McKinsey recently released the latest iteration of its Global Fashion Index. And if you think Store-Level Inventory Accuracy is important, you’ll be pleased.
In its periodic study of over 350 publicly traded companies the leaderboard is dominated by ones who were among the very first to prioritize Store-Level Inventory Accuracy and embrace the technology (called RFID) that is needed to achieve it. The chairman of Zara’s parent company (Inditex) has been speaking publicly about RFID’s strategic significance since 2014.
By 2019 the connection between accuracy and profitability was clearly discernible. And in 2020 it was brought to the attention of several of the primary authors of the annual State of Fashion report. The fact that their reports continue to make no mention of Store-Level Inventory Accuracy doesn’t make the topic — or the discovery of this connection — any less significant.
In addition to Inditex, others like Nike, Adidas, Lululemon and Uniqlo (Fast Retailing) were among the earliest to give these advanced capabilities to their businesses. Victoria’s Secret, PINK and Chinese powerhouse Anta Sports have been fast followers.
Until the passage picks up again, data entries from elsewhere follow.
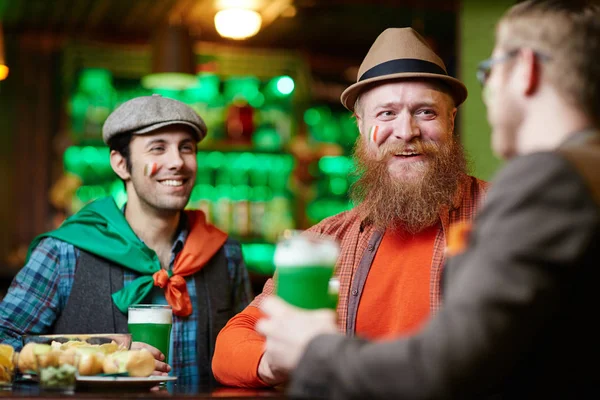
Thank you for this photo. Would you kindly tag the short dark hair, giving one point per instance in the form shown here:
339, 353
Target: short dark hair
120, 143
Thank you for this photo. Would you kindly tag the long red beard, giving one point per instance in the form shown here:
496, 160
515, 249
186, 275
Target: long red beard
411, 203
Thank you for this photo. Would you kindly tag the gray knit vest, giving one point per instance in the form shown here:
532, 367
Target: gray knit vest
90, 308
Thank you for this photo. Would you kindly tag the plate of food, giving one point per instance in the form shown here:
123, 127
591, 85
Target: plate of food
121, 382
98, 357
122, 340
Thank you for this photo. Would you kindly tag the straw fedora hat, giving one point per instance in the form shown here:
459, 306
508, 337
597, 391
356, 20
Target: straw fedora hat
401, 53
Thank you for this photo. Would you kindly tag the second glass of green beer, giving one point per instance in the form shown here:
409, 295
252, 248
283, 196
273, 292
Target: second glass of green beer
151, 324
304, 264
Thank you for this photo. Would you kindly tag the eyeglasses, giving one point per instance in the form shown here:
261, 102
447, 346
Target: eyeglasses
485, 67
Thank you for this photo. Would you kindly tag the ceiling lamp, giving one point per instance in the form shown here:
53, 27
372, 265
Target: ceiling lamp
3, 66
173, 60
237, 23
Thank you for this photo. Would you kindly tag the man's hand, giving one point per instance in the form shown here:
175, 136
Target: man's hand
288, 331
160, 367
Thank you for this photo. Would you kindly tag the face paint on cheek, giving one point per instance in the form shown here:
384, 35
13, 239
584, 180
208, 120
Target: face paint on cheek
373, 133
486, 93
150, 169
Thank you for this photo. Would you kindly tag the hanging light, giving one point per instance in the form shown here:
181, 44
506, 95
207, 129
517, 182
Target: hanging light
237, 23
3, 66
173, 60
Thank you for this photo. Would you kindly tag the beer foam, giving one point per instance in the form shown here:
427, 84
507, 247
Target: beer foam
306, 251
150, 316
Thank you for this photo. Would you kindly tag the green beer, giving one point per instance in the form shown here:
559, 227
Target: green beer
151, 324
304, 267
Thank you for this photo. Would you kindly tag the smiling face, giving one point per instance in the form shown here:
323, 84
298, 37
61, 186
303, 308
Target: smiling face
411, 166
173, 150
412, 119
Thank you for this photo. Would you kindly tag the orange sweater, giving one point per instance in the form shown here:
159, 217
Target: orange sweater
395, 301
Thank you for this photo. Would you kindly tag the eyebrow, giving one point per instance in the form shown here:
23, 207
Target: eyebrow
163, 141
417, 104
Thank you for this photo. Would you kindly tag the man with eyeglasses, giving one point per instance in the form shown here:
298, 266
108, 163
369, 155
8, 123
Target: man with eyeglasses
520, 293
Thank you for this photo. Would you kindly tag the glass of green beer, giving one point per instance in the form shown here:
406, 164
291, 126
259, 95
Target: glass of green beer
304, 266
151, 324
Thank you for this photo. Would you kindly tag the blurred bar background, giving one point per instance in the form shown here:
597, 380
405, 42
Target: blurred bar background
278, 153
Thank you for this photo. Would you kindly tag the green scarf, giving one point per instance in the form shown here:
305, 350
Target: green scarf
100, 228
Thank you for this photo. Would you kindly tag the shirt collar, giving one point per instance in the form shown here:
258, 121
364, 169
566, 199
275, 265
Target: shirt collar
183, 230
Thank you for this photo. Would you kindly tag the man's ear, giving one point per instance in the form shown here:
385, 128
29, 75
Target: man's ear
530, 71
358, 121
119, 165
452, 119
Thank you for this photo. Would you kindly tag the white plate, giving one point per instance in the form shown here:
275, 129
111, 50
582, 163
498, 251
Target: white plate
127, 382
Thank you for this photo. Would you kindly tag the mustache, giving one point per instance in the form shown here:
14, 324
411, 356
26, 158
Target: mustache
389, 150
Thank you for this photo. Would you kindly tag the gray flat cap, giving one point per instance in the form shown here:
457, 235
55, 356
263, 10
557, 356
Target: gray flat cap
148, 113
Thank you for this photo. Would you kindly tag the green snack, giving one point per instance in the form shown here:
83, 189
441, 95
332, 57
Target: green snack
58, 377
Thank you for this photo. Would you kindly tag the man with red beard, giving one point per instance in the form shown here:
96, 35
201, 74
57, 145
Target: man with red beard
413, 186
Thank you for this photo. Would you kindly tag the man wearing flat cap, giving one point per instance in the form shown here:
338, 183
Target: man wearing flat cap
82, 277
413, 191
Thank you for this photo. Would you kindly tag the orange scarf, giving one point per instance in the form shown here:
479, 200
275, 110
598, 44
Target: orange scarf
202, 243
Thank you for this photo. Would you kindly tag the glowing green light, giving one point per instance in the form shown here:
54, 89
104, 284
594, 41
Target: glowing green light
312, 116
285, 85
95, 80
338, 186
169, 80
337, 165
242, 88
257, 101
The same pattern has repeated itself in the Luxury segment, where Store-Level Inventory Accuracy is currently more of a “nice to have” capability than a “need to have”. Gucci (Kering) and LVMH each use RFID in many of their stores and have been quicker to do so than many of their peers.
MORE FOR YOU
For those unfamiliar with the McKinsey Global Fashion Index, it tracks a large set of businesses — spanning all regions, product categories and value segments. McKinsey ranks each of these companies based on the degree of Economic Profit they create. Businesses that generate negative Economic Profit are called Value Destroyers, and those that create Economic Profit are called Value Creators. The cream of the crop are the top 20 performers, crowned as Super Winners.
Economic Profit measures value creation by accounting for the amount of money a business invests to generate its performance. It is calculated by deducting from a company’s operating profit its adjusted taxes and cost of capital.
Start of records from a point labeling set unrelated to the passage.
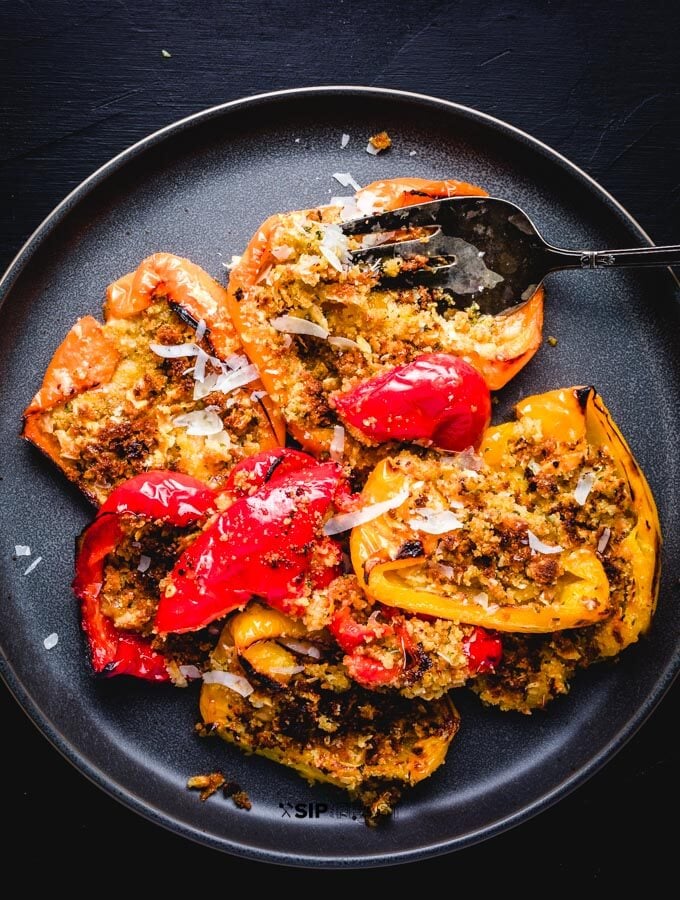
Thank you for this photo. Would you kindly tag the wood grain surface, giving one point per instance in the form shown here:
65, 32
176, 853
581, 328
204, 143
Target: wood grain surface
599, 82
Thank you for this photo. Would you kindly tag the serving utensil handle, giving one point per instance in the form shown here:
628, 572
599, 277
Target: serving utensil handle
607, 259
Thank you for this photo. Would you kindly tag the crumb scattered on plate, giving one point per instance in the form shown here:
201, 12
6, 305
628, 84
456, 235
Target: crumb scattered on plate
378, 142
206, 784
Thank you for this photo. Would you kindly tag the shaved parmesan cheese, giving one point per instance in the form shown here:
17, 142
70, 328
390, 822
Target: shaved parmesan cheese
537, 545
236, 361
200, 422
296, 325
234, 682
343, 343
435, 521
584, 487
190, 671
337, 445
469, 460
229, 381
346, 180
226, 381
205, 386
304, 647
36, 562
335, 246
281, 253
345, 521
604, 540
174, 351
331, 257
286, 670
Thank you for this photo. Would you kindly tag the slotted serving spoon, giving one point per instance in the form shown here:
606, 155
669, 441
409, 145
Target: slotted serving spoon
481, 250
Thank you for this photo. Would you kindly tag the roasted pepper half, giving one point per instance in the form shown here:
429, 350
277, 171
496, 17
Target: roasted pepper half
565, 471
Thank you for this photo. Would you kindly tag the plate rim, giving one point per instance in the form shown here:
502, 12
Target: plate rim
108, 784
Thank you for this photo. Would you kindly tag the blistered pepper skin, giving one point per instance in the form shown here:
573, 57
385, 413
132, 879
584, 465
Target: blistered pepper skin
437, 398
584, 595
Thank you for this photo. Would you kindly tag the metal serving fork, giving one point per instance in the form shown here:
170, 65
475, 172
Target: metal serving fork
481, 250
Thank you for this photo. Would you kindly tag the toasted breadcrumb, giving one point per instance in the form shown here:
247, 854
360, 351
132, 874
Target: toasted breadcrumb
381, 141
206, 784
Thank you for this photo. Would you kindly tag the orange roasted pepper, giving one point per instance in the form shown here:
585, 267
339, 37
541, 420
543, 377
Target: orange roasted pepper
583, 594
88, 356
518, 333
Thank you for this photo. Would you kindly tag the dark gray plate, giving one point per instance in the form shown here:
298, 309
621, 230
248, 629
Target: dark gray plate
200, 188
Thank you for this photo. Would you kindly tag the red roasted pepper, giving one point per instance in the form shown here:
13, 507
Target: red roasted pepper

Most Companies Are Now Value Destroyers
It might come as a surprise, but nearly 70% of the companies studied by McKinsey’s team are generating negative Economic Profit. They are Value Destroyers.
While it might be tempting to blame this on the COVID pandemic, a closer look at the data reveals that this is simply the continuation of a longstanding decline. In fact, by 2015 the number of Value Creators and Value Destroyers was essentially equal.
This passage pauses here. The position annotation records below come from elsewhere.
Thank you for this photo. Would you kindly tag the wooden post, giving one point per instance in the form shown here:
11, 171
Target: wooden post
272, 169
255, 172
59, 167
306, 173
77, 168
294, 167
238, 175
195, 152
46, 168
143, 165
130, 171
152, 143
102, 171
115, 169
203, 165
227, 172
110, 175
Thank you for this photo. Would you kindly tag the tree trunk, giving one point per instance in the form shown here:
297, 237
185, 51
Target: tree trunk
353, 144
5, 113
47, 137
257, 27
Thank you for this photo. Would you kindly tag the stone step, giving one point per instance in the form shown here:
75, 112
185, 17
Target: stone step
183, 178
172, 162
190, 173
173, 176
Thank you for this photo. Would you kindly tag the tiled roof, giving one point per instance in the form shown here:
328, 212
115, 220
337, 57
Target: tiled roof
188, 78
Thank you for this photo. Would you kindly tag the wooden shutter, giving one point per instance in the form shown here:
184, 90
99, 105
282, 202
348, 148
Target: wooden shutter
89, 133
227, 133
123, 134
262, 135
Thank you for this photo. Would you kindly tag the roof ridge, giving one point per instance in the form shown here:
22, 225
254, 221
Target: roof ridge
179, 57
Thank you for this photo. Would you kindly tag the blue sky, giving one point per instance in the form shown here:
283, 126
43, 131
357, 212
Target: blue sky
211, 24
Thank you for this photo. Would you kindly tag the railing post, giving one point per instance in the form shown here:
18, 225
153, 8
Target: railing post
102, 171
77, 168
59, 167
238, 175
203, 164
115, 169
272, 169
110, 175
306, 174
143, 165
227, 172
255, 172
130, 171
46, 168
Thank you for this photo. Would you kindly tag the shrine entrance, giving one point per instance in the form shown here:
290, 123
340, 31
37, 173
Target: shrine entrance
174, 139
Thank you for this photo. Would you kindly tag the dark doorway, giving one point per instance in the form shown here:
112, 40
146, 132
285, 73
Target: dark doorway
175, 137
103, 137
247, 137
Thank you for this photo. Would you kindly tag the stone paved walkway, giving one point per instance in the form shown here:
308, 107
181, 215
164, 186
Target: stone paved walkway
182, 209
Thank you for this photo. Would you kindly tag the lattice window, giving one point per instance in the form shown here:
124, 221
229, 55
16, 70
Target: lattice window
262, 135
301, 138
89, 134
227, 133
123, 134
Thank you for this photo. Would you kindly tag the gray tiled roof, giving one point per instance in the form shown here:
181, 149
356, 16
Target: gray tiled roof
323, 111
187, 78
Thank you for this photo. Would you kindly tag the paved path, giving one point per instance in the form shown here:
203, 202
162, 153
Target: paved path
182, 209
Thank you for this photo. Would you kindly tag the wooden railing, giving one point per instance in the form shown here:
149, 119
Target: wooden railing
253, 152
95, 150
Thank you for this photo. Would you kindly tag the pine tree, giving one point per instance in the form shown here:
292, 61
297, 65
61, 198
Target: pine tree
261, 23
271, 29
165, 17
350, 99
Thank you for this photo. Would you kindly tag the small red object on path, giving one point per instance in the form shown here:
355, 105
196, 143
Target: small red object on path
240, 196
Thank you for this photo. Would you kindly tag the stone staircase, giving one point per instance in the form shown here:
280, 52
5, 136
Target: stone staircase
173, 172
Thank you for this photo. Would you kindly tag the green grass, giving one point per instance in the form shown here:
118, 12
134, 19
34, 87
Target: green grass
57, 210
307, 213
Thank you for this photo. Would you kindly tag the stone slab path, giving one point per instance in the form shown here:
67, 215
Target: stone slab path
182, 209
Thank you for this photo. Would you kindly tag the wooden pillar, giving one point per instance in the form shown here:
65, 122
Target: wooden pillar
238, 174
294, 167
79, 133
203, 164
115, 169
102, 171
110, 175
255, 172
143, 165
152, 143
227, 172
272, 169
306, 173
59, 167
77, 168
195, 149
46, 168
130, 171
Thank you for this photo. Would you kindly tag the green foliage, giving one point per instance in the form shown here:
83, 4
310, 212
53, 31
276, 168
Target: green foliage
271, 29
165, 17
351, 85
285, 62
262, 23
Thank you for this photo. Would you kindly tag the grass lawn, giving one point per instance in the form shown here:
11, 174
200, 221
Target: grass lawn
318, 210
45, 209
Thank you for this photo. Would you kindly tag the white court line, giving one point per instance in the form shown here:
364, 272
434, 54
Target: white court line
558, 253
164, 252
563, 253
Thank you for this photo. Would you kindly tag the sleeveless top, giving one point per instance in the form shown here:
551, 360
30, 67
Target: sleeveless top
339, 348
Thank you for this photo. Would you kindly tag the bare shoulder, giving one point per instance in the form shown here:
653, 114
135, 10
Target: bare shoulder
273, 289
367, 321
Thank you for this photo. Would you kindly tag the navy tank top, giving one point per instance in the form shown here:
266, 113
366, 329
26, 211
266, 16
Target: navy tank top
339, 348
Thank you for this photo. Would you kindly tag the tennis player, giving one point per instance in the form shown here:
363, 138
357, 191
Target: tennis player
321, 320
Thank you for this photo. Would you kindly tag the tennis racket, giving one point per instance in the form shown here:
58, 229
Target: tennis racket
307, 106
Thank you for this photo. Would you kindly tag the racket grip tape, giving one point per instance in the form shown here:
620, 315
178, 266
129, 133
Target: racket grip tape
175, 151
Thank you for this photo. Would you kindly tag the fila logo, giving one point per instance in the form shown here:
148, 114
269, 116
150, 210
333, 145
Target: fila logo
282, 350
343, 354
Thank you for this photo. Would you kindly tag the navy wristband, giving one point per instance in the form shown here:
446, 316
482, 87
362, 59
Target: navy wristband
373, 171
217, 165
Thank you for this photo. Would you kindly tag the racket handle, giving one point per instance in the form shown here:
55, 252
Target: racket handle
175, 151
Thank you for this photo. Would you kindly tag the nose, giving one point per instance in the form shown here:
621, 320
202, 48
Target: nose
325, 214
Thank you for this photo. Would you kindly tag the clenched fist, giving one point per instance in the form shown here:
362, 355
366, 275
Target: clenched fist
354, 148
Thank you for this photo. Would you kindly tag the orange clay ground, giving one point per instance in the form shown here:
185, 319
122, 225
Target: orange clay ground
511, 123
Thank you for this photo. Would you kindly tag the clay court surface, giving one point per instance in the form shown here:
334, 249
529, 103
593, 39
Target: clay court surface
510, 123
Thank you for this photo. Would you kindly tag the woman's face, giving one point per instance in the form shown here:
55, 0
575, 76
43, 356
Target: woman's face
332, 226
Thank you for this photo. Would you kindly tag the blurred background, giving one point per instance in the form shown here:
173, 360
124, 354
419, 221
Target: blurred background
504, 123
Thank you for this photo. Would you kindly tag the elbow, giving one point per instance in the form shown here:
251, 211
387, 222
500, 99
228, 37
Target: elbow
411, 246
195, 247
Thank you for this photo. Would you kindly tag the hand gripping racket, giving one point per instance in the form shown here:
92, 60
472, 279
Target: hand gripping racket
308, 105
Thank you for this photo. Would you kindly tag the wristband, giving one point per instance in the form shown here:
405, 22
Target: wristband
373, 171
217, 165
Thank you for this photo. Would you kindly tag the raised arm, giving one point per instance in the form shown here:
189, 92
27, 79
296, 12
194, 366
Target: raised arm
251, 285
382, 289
The Middle 60% Vanished Years Ago
In the last five years, and perhaps even longer, there hasn’t been a single year where the middle 60% of companies as a group have generated Economic Profit.
For simplicity’s sake let’s assume that McKinsey studied exactly 350 companies. [In reality they indexed a slightly larger group.] At 350 companies, each quintile represents 70 companies. If only 31% of the companies in 2020 were Value Creators, as already discussed, then only about 110 companies created value and 240 companies destroyed value. And whatever value was created by the 40 companies occupying spots 71-110 on the list was offset by the value destroyed by the 170 companies occupying spots 111-280.
The Bottom Line
As noted by McKinsey, the Apparel/Footwear/Fashion sector has evolved into a “winner take all” competition. And the world’s most profitable brands have quietly demonstrated that it’s hard to win without Store-Level Inventory Accuracy.